Permaneceu em silêncio. Mesmo quando notou que Renji não era o único ali, mas havia outros camponeses. Figuras que ele conhecia como aliados do velho ou pessoas que sempre compravam e vendiam para ele. Mesmo assim, jamais os esperaria dentro de casa. 

Os convidados foram entrando no quarto. Neste momento não eram mais do que silhuetas escuras que aos poucos tomavam formas definidas. Alguns deles se encostaram, nas paredes, uma mulher andou até Jiten. O marinheiro dono da casa arranjou um banco para se sentar.

— O rapaz está bem? — um dos homens perguntou. 

Este Jiten conhecia. Era um dos trabalhadores do estaleiro. Um homem com uma enorme cicatriz no antebraço e com uma das pálpebras mais caída que a outra. Deveria ser dez ou quinze anos mais jovem que Renji, mas seu olhar e feições eram muito mais amargas. 

— O que sente, Jiten? — quem o indagou dessa vez foi uma mulher. 

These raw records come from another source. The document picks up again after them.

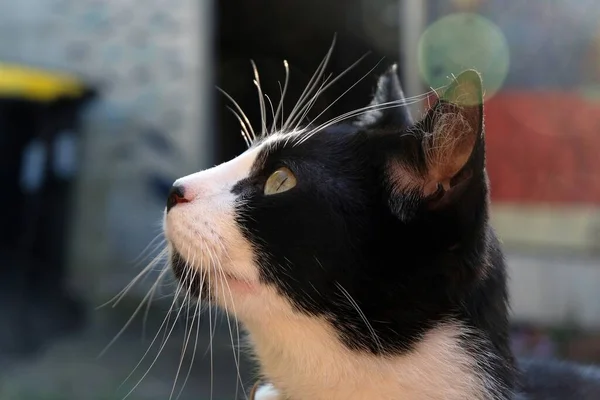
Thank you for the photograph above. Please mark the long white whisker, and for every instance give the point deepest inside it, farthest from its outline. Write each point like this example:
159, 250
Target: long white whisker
245, 134
311, 85
116, 299
187, 333
328, 85
240, 111
155, 358
351, 114
362, 315
236, 358
261, 100
346, 91
283, 92
196, 314
136, 311
150, 346
271, 106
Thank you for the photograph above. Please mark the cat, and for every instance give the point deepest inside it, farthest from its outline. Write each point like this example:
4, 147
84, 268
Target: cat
359, 257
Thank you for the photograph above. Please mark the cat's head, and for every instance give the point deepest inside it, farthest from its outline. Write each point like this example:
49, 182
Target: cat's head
384, 214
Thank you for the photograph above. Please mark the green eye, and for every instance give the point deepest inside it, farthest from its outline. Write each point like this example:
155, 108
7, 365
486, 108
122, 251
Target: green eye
280, 181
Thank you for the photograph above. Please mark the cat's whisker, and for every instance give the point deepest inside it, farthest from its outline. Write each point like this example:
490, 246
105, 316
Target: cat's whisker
226, 285
306, 109
149, 347
197, 314
361, 314
261, 100
210, 344
119, 296
156, 357
165, 323
134, 314
188, 331
310, 85
351, 114
329, 84
349, 89
245, 134
283, 92
240, 111
271, 106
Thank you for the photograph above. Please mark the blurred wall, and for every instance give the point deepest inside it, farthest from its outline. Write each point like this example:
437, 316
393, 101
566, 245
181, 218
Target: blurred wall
150, 63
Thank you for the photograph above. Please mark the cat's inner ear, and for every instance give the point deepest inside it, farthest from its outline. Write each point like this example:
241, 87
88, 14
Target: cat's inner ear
447, 138
456, 124
388, 106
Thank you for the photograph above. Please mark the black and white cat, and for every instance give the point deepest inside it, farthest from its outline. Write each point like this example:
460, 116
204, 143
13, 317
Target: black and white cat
360, 259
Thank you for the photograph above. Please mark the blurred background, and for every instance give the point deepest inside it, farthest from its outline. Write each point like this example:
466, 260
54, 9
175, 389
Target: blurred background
103, 103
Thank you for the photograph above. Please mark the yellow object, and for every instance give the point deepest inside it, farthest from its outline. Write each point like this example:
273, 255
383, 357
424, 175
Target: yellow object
36, 84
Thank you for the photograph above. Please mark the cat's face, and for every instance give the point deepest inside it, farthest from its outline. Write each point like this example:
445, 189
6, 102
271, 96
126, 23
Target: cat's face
351, 216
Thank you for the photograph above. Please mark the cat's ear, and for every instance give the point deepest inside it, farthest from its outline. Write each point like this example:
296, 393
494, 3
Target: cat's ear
450, 143
388, 106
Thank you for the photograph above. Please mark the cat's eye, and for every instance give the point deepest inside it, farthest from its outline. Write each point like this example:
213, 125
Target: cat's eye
280, 181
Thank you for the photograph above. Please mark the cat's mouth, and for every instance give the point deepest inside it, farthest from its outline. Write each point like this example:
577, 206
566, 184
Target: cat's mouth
206, 281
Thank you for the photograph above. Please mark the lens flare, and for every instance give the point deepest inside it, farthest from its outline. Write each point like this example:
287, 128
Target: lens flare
459, 41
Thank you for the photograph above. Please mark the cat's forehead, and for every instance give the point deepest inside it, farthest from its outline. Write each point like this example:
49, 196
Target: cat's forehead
304, 144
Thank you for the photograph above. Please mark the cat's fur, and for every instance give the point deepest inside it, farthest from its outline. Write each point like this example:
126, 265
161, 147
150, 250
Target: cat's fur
378, 275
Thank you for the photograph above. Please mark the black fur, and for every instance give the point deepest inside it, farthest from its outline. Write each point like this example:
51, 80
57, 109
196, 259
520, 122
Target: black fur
411, 262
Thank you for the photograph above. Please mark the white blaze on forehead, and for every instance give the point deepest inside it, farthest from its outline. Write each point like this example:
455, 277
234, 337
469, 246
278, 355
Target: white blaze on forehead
216, 180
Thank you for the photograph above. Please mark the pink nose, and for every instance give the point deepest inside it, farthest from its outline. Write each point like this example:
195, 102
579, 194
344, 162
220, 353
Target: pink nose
176, 196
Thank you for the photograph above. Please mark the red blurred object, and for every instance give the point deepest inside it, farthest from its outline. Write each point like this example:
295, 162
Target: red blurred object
543, 147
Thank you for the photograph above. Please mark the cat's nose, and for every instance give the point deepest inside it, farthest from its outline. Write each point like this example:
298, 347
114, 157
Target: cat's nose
177, 195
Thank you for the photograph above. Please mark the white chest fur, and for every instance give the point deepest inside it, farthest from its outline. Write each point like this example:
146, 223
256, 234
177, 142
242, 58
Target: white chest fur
303, 360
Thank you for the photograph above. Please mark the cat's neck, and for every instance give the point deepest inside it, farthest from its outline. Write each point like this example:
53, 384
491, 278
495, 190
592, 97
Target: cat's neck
303, 358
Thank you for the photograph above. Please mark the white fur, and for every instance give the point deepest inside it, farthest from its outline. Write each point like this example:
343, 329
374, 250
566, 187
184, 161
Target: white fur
302, 356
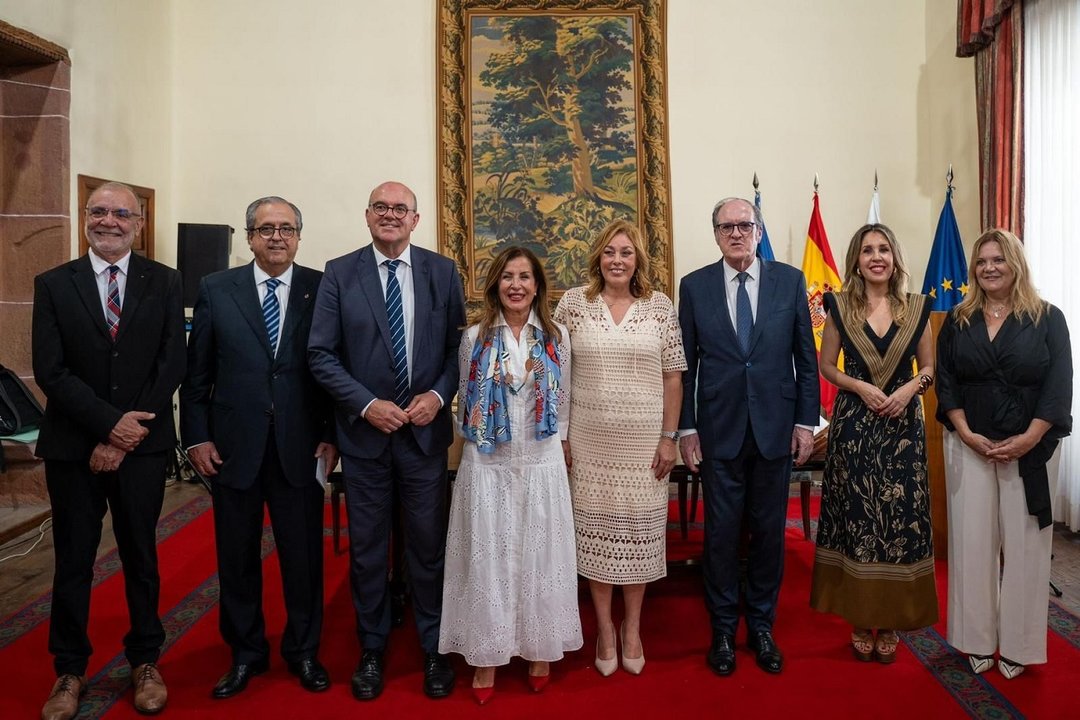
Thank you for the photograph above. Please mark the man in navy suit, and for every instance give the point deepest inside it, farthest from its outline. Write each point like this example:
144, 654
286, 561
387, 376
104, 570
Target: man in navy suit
383, 343
255, 422
108, 353
750, 403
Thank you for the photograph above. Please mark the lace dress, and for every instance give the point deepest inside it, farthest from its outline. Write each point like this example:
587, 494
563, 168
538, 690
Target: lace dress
511, 576
620, 510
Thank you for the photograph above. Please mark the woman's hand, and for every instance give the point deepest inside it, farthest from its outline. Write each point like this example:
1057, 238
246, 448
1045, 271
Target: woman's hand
896, 403
1012, 448
663, 460
980, 444
872, 395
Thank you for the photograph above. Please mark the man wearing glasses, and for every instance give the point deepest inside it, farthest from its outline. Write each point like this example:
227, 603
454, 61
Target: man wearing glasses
108, 353
383, 343
256, 423
752, 376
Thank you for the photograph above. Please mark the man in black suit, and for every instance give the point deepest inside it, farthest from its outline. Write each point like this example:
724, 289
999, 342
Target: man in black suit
752, 376
385, 344
255, 423
108, 353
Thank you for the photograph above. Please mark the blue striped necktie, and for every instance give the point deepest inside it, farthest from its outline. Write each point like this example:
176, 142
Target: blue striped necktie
744, 316
396, 318
271, 313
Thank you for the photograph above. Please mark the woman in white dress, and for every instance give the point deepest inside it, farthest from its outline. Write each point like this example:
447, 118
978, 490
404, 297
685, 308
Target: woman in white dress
628, 392
511, 578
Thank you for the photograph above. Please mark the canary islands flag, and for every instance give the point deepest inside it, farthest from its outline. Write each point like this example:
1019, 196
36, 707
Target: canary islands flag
946, 281
822, 276
764, 247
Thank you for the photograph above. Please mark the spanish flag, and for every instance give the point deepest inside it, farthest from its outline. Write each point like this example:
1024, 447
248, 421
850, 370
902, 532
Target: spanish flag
822, 276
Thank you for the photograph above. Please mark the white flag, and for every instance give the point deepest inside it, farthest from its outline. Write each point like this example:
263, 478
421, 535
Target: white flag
874, 214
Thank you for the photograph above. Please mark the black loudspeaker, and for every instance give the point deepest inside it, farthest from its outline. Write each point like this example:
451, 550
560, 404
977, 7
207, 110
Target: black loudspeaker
201, 249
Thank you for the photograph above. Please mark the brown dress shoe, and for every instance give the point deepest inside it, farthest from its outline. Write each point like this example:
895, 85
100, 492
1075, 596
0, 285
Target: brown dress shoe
150, 692
63, 701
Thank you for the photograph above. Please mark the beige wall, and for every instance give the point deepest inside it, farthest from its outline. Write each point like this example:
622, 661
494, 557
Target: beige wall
121, 92
215, 104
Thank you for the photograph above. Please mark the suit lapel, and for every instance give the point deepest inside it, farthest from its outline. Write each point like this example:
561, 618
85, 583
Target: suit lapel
421, 300
718, 289
246, 298
138, 272
372, 287
85, 285
766, 301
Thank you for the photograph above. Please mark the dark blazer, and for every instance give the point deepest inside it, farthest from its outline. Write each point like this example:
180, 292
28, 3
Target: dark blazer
234, 385
92, 380
775, 385
350, 351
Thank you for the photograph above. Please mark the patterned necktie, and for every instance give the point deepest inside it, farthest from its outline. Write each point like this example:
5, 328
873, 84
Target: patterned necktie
112, 302
396, 318
271, 313
744, 316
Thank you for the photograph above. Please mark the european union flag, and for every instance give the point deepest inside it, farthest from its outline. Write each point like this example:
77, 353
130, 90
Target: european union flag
764, 248
946, 282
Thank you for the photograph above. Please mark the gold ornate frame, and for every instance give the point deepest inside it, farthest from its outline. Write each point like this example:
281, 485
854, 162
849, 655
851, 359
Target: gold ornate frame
454, 125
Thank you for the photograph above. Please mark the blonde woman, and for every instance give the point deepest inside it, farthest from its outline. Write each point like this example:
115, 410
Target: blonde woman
625, 401
874, 565
1004, 396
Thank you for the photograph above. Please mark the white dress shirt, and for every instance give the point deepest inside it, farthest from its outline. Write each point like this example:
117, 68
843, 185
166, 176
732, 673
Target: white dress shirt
102, 276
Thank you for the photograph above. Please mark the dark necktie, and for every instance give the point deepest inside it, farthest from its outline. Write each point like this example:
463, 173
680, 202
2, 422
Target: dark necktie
744, 316
271, 313
395, 315
112, 302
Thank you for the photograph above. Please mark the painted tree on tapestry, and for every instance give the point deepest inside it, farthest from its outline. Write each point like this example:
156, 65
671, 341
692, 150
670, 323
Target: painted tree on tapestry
554, 148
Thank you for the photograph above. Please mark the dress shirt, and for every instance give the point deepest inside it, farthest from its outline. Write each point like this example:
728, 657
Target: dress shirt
102, 276
731, 287
282, 291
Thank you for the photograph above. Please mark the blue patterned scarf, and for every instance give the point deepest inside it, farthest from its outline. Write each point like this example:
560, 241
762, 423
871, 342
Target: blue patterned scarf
486, 422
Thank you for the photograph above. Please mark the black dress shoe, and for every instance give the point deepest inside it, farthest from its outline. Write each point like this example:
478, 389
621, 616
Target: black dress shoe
313, 676
234, 681
768, 654
437, 675
721, 654
367, 679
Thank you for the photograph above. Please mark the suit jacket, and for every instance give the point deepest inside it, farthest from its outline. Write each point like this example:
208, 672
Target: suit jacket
351, 355
235, 386
89, 379
774, 385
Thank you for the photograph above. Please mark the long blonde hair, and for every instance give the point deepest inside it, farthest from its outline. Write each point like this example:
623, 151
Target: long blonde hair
488, 314
1023, 297
854, 286
639, 285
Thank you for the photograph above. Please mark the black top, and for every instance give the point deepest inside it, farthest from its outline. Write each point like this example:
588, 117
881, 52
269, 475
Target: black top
1025, 372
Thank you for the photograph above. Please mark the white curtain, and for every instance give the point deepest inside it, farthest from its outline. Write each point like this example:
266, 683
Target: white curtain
1052, 191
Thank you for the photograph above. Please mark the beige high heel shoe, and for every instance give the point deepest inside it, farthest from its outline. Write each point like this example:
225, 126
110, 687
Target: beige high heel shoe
605, 667
632, 665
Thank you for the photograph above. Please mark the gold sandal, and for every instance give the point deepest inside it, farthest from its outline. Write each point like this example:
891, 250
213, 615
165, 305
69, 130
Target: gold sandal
862, 644
885, 648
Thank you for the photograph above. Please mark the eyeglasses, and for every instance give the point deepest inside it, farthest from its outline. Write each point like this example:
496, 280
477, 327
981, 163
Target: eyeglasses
266, 232
399, 211
121, 213
727, 229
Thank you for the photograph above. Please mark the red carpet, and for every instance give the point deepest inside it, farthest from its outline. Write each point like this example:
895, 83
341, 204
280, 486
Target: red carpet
820, 678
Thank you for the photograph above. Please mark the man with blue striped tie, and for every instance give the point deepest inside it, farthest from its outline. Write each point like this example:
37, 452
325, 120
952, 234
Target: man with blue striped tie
383, 343
255, 421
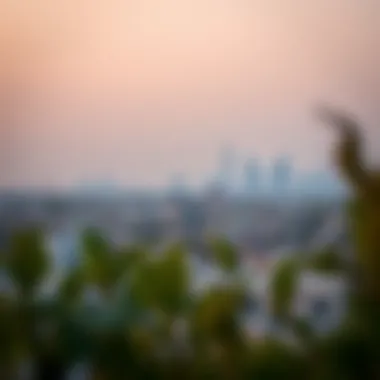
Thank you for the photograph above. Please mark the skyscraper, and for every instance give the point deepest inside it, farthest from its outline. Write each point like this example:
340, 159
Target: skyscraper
226, 175
282, 175
251, 177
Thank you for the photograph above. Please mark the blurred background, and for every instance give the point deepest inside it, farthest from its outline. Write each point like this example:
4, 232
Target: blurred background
155, 123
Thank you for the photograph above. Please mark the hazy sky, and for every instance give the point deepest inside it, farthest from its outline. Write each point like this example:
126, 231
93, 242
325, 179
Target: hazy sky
134, 90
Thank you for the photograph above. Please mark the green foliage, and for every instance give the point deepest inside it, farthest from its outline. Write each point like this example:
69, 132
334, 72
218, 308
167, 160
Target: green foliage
28, 261
130, 334
216, 314
162, 283
284, 286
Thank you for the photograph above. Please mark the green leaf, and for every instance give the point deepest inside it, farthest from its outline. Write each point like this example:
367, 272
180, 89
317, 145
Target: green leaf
72, 286
28, 261
216, 314
284, 285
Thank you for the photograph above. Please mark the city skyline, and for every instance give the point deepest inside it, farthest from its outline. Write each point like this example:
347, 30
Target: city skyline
137, 91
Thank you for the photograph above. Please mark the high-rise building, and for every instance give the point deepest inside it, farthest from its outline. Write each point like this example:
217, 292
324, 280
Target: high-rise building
251, 177
226, 175
282, 175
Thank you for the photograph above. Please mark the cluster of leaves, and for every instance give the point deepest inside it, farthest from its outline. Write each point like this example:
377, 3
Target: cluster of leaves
146, 322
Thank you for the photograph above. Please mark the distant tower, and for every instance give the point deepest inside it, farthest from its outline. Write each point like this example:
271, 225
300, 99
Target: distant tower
178, 185
226, 175
282, 175
251, 177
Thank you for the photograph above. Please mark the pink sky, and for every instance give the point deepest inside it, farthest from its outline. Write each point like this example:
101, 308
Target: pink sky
133, 91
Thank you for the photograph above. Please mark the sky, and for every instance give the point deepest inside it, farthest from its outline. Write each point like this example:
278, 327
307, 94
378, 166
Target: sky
132, 91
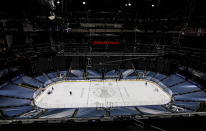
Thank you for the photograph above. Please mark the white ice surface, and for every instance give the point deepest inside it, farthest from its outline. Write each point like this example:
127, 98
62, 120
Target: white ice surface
107, 93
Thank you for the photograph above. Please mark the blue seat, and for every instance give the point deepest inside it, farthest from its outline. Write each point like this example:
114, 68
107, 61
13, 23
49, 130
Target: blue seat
58, 113
90, 112
173, 79
184, 87
5, 101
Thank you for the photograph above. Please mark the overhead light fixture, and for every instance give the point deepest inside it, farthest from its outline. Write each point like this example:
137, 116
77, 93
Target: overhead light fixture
52, 16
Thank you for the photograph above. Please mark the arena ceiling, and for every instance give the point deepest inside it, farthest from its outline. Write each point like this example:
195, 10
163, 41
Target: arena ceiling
140, 8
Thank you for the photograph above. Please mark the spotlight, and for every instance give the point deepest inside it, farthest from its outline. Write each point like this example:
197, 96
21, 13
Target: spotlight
58, 2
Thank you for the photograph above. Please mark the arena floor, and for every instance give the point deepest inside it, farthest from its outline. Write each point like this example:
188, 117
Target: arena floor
101, 93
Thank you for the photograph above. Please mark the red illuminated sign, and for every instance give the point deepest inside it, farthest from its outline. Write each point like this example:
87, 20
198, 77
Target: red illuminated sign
105, 43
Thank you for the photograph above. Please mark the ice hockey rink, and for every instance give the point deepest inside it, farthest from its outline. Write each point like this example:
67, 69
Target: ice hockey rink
101, 93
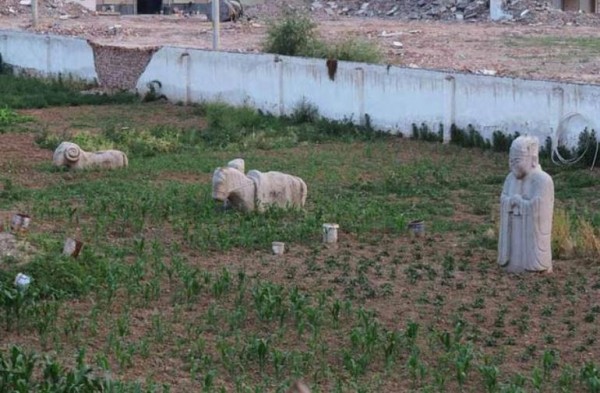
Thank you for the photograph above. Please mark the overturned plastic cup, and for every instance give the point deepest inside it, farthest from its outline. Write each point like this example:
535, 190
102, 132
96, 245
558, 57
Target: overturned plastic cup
22, 281
278, 248
330, 233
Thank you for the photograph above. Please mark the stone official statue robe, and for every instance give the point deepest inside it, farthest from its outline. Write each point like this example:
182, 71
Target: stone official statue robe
526, 228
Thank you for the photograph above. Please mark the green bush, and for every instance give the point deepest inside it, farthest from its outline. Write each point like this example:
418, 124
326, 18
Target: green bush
20, 92
355, 49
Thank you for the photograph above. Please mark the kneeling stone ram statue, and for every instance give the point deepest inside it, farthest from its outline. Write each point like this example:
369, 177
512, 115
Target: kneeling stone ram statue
72, 156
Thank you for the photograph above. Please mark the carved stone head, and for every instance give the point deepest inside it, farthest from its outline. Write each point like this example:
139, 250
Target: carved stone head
523, 156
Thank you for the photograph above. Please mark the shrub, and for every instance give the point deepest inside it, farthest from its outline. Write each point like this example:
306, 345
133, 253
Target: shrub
425, 134
587, 148
588, 240
293, 35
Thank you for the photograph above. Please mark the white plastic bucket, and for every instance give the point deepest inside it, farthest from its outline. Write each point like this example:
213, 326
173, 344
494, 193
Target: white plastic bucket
330, 233
417, 228
278, 248
20, 222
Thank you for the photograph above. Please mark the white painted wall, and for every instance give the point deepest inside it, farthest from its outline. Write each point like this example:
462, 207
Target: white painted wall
49, 55
393, 97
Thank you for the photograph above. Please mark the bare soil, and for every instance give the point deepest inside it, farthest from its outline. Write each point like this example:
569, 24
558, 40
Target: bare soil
537, 310
555, 45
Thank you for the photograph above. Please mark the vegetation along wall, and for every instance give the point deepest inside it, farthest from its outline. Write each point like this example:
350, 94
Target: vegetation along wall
390, 98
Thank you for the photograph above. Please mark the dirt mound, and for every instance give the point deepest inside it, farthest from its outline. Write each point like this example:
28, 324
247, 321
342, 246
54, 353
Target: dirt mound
14, 250
46, 8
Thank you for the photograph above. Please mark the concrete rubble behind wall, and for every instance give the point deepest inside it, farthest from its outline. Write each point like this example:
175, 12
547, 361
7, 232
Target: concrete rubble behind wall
527, 11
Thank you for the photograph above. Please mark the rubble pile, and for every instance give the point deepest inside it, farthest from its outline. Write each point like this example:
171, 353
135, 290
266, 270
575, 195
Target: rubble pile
46, 8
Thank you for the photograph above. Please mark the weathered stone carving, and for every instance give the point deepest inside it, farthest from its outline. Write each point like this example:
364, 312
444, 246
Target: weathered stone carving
72, 156
257, 190
238, 164
526, 207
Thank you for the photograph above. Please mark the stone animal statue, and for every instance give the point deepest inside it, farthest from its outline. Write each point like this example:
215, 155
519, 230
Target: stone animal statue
238, 164
72, 156
298, 387
258, 190
229, 10
526, 209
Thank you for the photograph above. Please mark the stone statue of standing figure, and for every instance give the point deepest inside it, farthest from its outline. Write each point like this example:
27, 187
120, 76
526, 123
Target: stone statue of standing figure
526, 207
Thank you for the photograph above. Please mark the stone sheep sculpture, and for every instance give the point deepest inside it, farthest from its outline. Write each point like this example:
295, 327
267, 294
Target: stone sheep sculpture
258, 190
72, 156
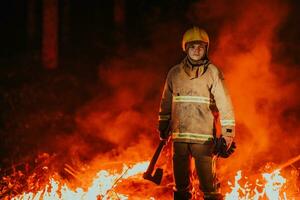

Era a esposa do ferreiro que morava a duas ruas dali. Cabelos loiros encaracolados nas pontas, rugas emoldurando seus olhos e mãos bem calejadas. Tinha um pescoço longo, decorado com um colar com pingente dourado. Ela alisou as laterais do rosto de Jiten e o rapaz percebeu nisso algum apego maternal, mas nada em seu coração reagiu. 

O jovem tratou de buscar respostas para a pergunta. Examinou as próprias mãos, braços e pernas. Apalpou o dorso. Procurava ferimentos, hematomas ou tentava identificar algum resquício da terrível rigidez muscular que o paralisou. 

Nada.

Era como se nunca tivesse acontecido. 

Alguma coisa aconteceu. Tinha que ter acontecido. 

— Estou bem, senhora Neelima. — foi o que disse. Nisso, testou também sua voz e sua boca. Conseguia falar, mesmo que a voz parecesse um pouco rouca. 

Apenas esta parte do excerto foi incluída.